Abstract This essay proposes that Hyckescorner and The Worlde and the Chylde, playbooks printed by Wynkyn De Worde in 1515–1522, were made to resemble his Latin schoolbooks, or grammars, in order to function like textbooks of virtue and vice. Using De Worde’s output as a linchpin, the essay considers the plays’ personified abstractions (such as Contemplation, Manhood, and Free Will) in ‘grammatical’ terms and refers to standard school-texts of the day—from the so-called Auctores octo to the contemporary grammars of Robert Whittington—which might have helped lay readers to mine the plays for moral teaching.

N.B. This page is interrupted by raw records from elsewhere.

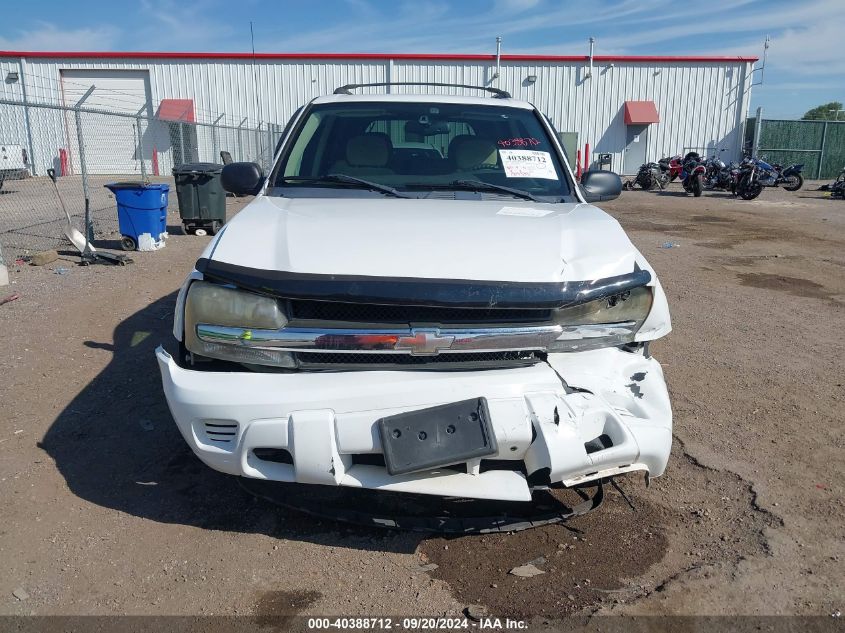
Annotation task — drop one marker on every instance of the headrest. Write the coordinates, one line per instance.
(468, 151)
(369, 150)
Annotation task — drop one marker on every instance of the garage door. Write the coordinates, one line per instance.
(111, 143)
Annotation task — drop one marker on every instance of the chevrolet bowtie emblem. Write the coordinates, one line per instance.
(424, 342)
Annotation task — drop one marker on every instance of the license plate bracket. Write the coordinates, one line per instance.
(437, 436)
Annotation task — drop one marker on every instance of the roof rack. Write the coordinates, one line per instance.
(496, 92)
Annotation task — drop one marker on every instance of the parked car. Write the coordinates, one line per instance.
(470, 327)
(13, 162)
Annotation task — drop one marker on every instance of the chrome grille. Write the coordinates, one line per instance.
(481, 360)
(367, 313)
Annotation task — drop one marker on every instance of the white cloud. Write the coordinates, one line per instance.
(49, 37)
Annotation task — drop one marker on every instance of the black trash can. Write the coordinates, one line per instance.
(202, 200)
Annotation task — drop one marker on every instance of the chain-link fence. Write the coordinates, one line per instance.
(87, 149)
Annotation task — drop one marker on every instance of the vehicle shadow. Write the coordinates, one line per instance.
(117, 446)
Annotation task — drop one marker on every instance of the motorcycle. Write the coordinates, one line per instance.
(670, 166)
(756, 173)
(837, 187)
(692, 174)
(748, 185)
(718, 175)
(790, 178)
(648, 177)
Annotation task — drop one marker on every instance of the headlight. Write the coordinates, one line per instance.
(210, 304)
(612, 320)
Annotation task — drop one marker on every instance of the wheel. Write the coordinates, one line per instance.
(794, 182)
(749, 191)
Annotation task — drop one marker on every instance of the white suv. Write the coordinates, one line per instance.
(421, 299)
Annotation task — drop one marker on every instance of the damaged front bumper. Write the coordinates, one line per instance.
(579, 417)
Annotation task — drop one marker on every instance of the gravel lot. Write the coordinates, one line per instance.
(105, 510)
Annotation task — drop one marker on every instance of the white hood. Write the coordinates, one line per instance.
(436, 239)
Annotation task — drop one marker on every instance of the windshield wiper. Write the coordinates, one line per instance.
(349, 180)
(479, 185)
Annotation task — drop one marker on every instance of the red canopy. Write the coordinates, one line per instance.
(641, 113)
(177, 110)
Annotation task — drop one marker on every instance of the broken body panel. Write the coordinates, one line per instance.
(577, 404)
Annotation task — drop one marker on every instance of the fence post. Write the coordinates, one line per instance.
(181, 143)
(141, 144)
(241, 140)
(821, 151)
(26, 117)
(214, 140)
(89, 227)
(269, 146)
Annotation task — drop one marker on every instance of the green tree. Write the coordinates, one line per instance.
(828, 111)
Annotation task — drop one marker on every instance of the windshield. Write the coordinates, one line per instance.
(414, 149)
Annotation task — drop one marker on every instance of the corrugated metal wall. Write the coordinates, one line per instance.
(702, 105)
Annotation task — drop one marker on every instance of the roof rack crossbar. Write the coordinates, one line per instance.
(496, 92)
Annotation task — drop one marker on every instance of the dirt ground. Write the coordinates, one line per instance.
(106, 511)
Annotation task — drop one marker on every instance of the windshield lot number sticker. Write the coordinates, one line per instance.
(522, 163)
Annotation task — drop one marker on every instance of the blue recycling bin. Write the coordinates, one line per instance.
(141, 214)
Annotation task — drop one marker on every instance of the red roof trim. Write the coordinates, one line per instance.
(176, 110)
(641, 113)
(374, 56)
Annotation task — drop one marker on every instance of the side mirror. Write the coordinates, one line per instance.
(600, 185)
(242, 179)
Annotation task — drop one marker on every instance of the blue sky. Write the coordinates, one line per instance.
(806, 66)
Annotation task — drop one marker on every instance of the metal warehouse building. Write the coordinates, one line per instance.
(632, 108)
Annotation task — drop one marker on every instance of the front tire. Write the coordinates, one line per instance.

The teaching of elementary Latin provides a surprisingly apt metaphor throughout. I also suggest that The Worlde and the Chylde was published because it transposed the recent pedagogical controversy of the Grammarians’ War of 1519–1521 into the sphere of spiritual education, depicting the dangers of blind imitation and the fruits of preceptive instruction. The essay challenges the prevailing scholarly view that dramatic dialogue was the foremost feature which printers sought to emphasize when they first began publishing English plays. It also posits ‘pedagogical’ reading, shaped explicitly by schoolroom practice, as one tool which printers and book designers anticipated in publishing didactic works, and demonstrates how interpretatively fruitful De Worde’s sometimes confusing, and often maligned, blackletter quartos can be.